Ears: Sloughi breed standard reads, “The ears are set at about the level of the eye and droop close to the head when the animal is at rest. Disqualifications are ears erect, or small and folding backwards in a ‘rose ear.’” The Sloughi’s ears are set at about the level of the eye when the animal is at rest. When the animal is alert, the ears are going to be higher on the head. In addition, a small, rose ear is a disqualification in the Sloughi. Even Sloughis with excellent ears will fold them back when they are anxious, hot, bored or inattentive. A handler can always show that an exhibit’s ears are proper upon request—if they are correct. The American Sloughi Association has a judges education video on Sloughi ears:
The video illustrates the difference between proper and disqualifying ears, and also shows how a handler can demonstrate dropped ears.
Topline: The Sloughi’s topline is essentially level between the withers and the hip bones, but the highest point of the hip bones may be slightly higher than the withers, which should be apparent.
Body Condition: The Sloughi dog should always show defined bony structure and strong, lean muscles. The skeletal structure is sturdy. A Sloughi in good weight will have its hip bones apparent (but less apparent than those of the Afghan hound), as well as the three rearmost ribs. The croup is bony and gently sloping. A Sloughi should look and feel hard and fit in the ring. The forechest should be bony and angular, and it lacks “fill.” The Sloughi should never be pigeon-breasted. It should never be soft in condition, and it should never appear padded.

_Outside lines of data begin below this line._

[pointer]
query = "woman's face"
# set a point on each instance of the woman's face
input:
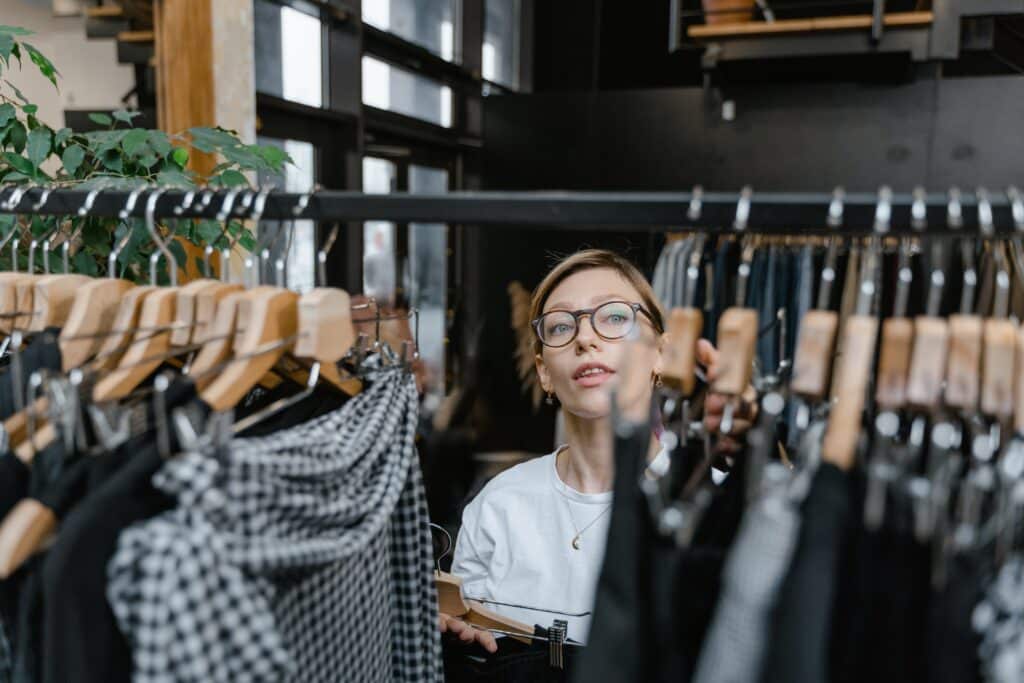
(584, 373)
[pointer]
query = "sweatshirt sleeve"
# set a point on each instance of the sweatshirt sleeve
(473, 550)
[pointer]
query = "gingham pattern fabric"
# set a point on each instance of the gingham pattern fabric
(301, 556)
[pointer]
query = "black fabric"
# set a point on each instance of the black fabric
(43, 352)
(82, 641)
(884, 600)
(800, 639)
(514, 662)
(619, 636)
(13, 481)
(654, 601)
(951, 642)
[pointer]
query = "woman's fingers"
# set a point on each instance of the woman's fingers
(467, 634)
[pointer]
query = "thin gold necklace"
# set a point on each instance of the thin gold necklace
(576, 540)
(574, 543)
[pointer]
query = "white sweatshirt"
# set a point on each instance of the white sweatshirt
(515, 544)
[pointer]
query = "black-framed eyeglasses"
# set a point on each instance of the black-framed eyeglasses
(611, 321)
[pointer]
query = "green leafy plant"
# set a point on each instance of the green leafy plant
(118, 157)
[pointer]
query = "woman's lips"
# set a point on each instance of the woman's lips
(593, 376)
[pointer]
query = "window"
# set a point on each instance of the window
(426, 280)
(289, 52)
(379, 176)
(388, 87)
(296, 240)
(426, 23)
(501, 42)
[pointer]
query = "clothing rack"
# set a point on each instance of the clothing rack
(781, 213)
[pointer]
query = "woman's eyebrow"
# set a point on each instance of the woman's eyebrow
(564, 305)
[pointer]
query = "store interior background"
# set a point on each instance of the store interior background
(441, 95)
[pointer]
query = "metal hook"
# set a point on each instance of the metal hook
(985, 223)
(325, 250)
(884, 211)
(225, 254)
(112, 260)
(696, 203)
(742, 209)
(1017, 207)
(15, 198)
(954, 212)
(919, 210)
(835, 218)
(225, 209)
(151, 225)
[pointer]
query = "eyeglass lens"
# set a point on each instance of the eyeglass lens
(610, 321)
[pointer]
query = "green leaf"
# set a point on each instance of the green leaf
(100, 119)
(46, 68)
(213, 138)
(248, 241)
(62, 136)
(180, 258)
(208, 231)
(180, 157)
(6, 46)
(273, 157)
(7, 114)
(125, 116)
(148, 160)
(18, 163)
(171, 177)
(159, 142)
(39, 145)
(112, 161)
(134, 140)
(17, 137)
(17, 92)
(73, 158)
(231, 178)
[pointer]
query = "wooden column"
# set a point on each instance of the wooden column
(205, 54)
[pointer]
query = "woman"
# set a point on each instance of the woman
(535, 536)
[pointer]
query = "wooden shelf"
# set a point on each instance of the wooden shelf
(785, 27)
(104, 12)
(135, 37)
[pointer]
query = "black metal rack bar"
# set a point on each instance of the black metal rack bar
(768, 212)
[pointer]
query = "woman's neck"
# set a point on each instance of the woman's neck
(588, 463)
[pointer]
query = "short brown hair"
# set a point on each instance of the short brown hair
(589, 259)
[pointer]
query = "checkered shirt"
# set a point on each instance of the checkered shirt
(300, 556)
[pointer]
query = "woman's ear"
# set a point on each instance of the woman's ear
(543, 374)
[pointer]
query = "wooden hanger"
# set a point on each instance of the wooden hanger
(153, 337)
(326, 334)
(217, 340)
(451, 602)
(999, 348)
(685, 326)
(964, 367)
(265, 315)
(854, 372)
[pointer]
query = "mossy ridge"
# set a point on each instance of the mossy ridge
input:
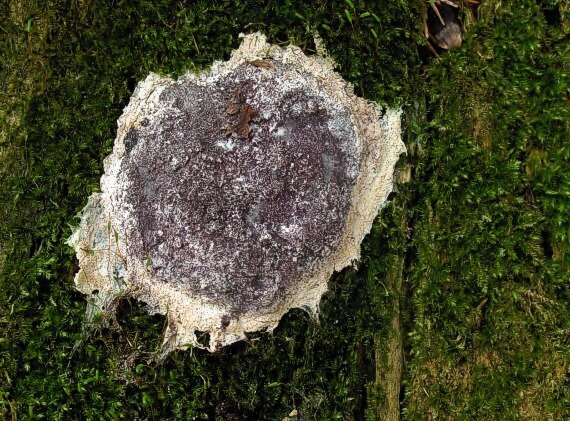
(485, 181)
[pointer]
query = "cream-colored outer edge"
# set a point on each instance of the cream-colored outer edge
(100, 243)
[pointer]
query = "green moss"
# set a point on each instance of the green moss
(486, 217)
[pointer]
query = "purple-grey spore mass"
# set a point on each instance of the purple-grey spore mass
(239, 217)
(231, 196)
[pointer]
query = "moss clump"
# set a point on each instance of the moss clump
(485, 217)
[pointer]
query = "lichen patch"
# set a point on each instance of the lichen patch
(232, 196)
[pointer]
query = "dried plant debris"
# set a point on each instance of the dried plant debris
(232, 196)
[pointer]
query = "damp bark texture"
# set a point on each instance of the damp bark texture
(231, 196)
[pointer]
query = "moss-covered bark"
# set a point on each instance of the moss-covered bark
(487, 217)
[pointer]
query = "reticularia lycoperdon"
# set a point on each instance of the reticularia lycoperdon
(232, 196)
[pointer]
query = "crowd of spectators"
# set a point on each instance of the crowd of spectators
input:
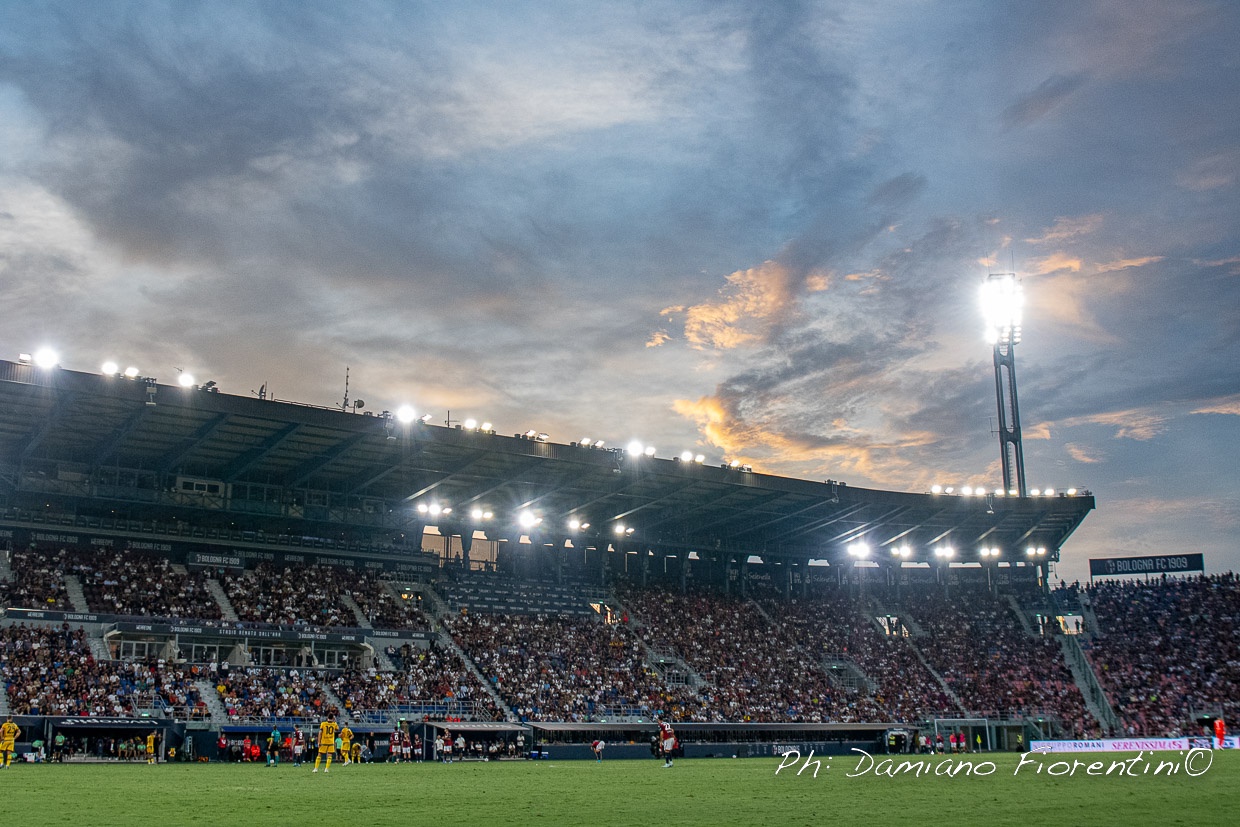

Temperament: The Sloughi dog evolved as a coursing and hunting hound, but it also evolved as a guardian of nomadic tents and a sometimes livestock guardian. Part of the Sloughi’s purpose was historically to be suspicious of strangers and to be especially devoted to its family. In the show ring, the Sloughi should be approached in a business-like fashion—never stare into the eyes; ask the handler to show the bite, front and sides, but never open the mouth to check molars. Judges should refrain from speaking when bent directly over a Sloughi. If an exhibit is shy or nervous, please refrain from trying to comfort the Sloughi or talk to it, which will only heighten its suspicion. Furthermore, in the Sloughi, a breed whose physique is so dry as to make every piece of anatomy clearly visible, excessive touching or handling is unnecessary.
General Comments: The Sloughi dog originated in a land of harsh desert and rocky mountains to course rabbits, hares, jackals, fennecs and other foxes, gazelles, and all manner of game that can be found in northern Africa. It should present as a tough, athletic dog with lots of speed and endurance, and each component of its conformation should speak to its purpose. It should have tough feet with hard nails, plenty of sturdy skeleton, lean muscles, an elegant but powerful neck, and strong teeth. Whenever an exhibit is presented to you, please consider whether this is a hound that could hunt in extreme heat over rough, unforgiving conditions.